Uma década depois, no contexto dos ataques do regime contra a cidade de Hama, na região central da Síria, Hafez ordenou a tortura e execução de membros de uma insurreição islâmica mediante um cerco de três semanas. Segundo estimativas, entre 15 mil e 30 mil pessoas foram mortas. Dado que o regime não diferenciava combatentes de civis, a maioria das vítimas do incidente era precisamente residentes civis, assassinados à medida que um terço da cidade fora destruída.

“Hama foi um dos massacres mais deploráveis da história moderna”, comenta o narrador.

Destruição da cidade de Hama, no centro da Síria, após ataques do regime de Hafez al-Assad, em 1982 [Wikimedia/Creative Commons 2.0/Reprodução]

Syria: The Reckoning leva seus expectadores a uma jornada histórica, da luta do Estado levantino por sua libertação da colonização francesa, no ano de 1946, à ascensão do nacionalismo árabe e, posteriormente do baathismo; por um quarto de século de sucessivos golpes militares; até que o então ministro da Defesa, Hafez al-Assad, tomasse o poder por vias da força, ao aniquilar seus inimigos. A obra documental da Al Jazeera conclui ao sugerir a chegada no poder de seu filho, Bashar al-Assad, no ano 2000, quando o fundador da dinastia faleceu, assim como os violentos métodos adotados pelo regime desde então.

Destruição na praça central Saadallah al-Jabiri, em Aleppo, maior cidade da Síria até então, no contexto da guerra civil, em 3 de outubro de 2012 [Wikimedia/Creative Commons 2.0/Reprodução]

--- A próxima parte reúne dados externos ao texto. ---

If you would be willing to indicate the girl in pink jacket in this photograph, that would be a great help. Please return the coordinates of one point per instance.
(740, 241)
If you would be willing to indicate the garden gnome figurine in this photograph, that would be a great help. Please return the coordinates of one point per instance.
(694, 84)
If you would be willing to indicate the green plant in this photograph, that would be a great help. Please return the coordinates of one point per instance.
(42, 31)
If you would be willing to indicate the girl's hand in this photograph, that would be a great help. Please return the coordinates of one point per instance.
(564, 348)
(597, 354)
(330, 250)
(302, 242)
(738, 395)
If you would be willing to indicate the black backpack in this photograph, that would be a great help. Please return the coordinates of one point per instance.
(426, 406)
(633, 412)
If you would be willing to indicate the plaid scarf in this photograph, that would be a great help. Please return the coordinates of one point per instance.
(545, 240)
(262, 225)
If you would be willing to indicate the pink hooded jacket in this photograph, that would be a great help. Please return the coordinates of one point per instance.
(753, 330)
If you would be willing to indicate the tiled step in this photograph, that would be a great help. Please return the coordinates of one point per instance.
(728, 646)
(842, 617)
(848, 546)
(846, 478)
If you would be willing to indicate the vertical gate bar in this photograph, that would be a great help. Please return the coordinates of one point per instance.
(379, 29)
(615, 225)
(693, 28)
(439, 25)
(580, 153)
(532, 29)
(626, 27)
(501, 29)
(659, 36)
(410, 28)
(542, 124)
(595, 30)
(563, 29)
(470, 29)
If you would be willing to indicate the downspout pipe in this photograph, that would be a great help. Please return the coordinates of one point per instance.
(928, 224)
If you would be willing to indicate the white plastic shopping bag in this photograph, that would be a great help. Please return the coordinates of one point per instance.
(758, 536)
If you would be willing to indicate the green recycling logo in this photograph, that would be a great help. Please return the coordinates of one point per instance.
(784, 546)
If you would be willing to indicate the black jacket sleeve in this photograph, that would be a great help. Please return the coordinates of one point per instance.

Em 2011, pouco mais de uma década após o advento do governo de Bashar, protestos populares de massa eclodiram contra seu regime ditatorial, reivindicando uma transição à democracia, como parte das manifestações da chamada Primavera Árabe. Como uma contiguidade direta do legado de seu pai, Bashar lançou uma repressão brutal contra qualquer oposição nas ruas, ao empregar munição real contra a população. Quando a mera repressão não funcionou, recorreu a táticas de assassinato em massa, tortura e uso de armas químicas contra cidades inteiras, levando à devastação de todo o país e ao deslocamento à força de 2.4 milhões de refugiados ao exterior, ao custo de dezenas de milhares de vidas.